Third-Party Fraud
Fraud committed against a financial institution or business by an external criminal using a victim's identity or account details, without the account holder's knowledge or consent.
Also known as: external fraud, identity fraud, impersonation fraud
Last reviewed: 1 June 2026
Third-party fraud is committed by an independent criminal — someone entirely separate from both the financial institution and the genuine customer — who uses stolen personal data, forged documents, or compromised credentials to impersonate the victim and gain access to accounts or credit. The account holder is an innocent victim rather than a participant in the fraud.

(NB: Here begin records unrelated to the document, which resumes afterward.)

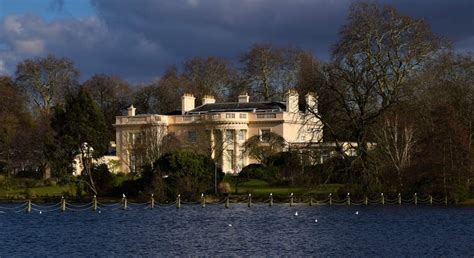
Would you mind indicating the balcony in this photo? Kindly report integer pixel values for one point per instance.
(140, 120)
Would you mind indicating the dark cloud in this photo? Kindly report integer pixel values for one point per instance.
(56, 5)
(137, 39)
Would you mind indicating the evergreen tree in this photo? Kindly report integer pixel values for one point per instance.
(80, 131)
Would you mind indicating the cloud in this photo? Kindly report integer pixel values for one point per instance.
(138, 39)
(56, 5)
(3, 69)
(88, 42)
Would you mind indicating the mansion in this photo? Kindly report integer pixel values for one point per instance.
(220, 128)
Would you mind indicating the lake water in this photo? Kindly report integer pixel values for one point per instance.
(242, 231)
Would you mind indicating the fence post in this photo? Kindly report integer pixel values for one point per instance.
(94, 203)
(125, 204)
(63, 204)
(178, 201)
(28, 207)
(203, 200)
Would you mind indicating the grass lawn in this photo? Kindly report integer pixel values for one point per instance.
(42, 191)
(261, 188)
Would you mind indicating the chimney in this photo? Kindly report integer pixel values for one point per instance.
(187, 102)
(292, 101)
(311, 102)
(208, 99)
(244, 98)
(131, 111)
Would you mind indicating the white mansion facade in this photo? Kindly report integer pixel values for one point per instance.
(222, 128)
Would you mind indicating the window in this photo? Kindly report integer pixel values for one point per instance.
(230, 160)
(229, 135)
(192, 137)
(264, 135)
(241, 159)
(242, 134)
(302, 138)
(271, 115)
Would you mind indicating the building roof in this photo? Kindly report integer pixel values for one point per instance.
(240, 107)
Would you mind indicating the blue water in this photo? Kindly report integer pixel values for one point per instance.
(259, 230)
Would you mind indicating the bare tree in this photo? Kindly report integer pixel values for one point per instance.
(161, 96)
(112, 95)
(377, 54)
(269, 71)
(396, 142)
(208, 76)
(47, 80)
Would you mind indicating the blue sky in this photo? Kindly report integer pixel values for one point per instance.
(50, 10)
(138, 39)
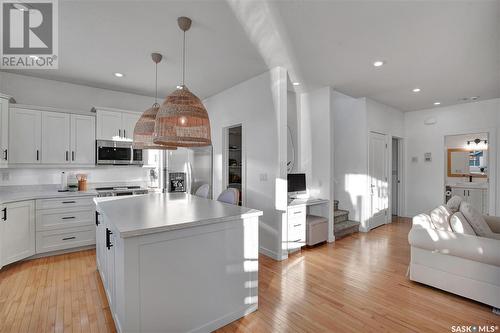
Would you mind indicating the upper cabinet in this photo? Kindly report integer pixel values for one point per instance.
(4, 129)
(50, 137)
(115, 124)
(25, 136)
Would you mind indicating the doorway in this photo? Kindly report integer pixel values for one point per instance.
(396, 176)
(234, 160)
(378, 179)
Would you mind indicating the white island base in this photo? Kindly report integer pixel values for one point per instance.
(177, 263)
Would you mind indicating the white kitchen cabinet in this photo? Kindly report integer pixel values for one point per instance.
(128, 123)
(115, 124)
(25, 136)
(4, 129)
(82, 129)
(55, 138)
(109, 125)
(18, 240)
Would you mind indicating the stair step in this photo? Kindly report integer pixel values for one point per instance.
(345, 228)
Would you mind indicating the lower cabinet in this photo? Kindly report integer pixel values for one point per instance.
(18, 236)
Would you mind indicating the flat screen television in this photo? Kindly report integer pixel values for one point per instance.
(297, 183)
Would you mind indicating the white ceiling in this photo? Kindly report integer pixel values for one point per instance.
(449, 49)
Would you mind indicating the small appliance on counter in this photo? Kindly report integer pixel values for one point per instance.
(177, 182)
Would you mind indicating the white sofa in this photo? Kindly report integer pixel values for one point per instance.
(464, 264)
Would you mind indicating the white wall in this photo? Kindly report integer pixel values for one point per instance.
(425, 181)
(316, 153)
(35, 91)
(41, 92)
(259, 104)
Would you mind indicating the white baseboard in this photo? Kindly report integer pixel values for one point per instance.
(270, 254)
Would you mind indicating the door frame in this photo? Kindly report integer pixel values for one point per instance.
(225, 157)
(401, 176)
(387, 160)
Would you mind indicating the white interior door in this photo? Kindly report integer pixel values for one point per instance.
(55, 138)
(378, 182)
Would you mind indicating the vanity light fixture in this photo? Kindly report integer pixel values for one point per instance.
(182, 120)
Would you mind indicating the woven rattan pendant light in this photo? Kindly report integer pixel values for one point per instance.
(182, 120)
(144, 128)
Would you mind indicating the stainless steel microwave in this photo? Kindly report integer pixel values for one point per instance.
(110, 152)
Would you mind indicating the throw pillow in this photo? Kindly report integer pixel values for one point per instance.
(475, 219)
(460, 225)
(440, 217)
(454, 203)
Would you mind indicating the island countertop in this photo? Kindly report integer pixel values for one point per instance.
(158, 212)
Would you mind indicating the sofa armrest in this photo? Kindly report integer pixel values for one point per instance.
(422, 221)
(493, 222)
(481, 249)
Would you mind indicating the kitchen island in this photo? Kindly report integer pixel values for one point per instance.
(176, 262)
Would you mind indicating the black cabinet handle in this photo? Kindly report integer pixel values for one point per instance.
(108, 239)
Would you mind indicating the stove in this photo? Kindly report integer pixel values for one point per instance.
(120, 191)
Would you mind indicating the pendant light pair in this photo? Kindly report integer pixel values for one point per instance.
(181, 120)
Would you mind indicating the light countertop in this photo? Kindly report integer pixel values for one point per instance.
(157, 212)
(20, 193)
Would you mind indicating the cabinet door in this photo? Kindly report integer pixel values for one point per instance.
(55, 138)
(109, 125)
(128, 121)
(4, 131)
(82, 139)
(19, 231)
(25, 135)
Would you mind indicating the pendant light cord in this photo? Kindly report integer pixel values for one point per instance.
(183, 57)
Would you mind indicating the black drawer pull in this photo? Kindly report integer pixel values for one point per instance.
(108, 238)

Common examples include using stolen identity documents to open bank accounts or apply for credit, making unauthorised transactions on a victim's credit card using card details obtained from data breaches or skimming, taking over an existing account through credential phishing or SIM swapping, and fraudulently obtaining loans in the victim's name.
Third-party fraud is distinguished from first-party fraud, where the 'customer' themselves commits the fraud, and from second-party fraud, where the account holder knowingly allows someone else to use their account. This distinction matters for liability and investigation: third-party fraud victims are generally entitled to reimbursement by their financial institution, whereas first-party fraud shifts liability to the perpetrator. Strong KYC, transaction monitoring, and customer notification systems are the primary defences.
Examples
- A criminal uses card details purchased on a dark web forum to make online purchases on a cardholders account without the cardholder's knowledge — a classic case of third-party fraud.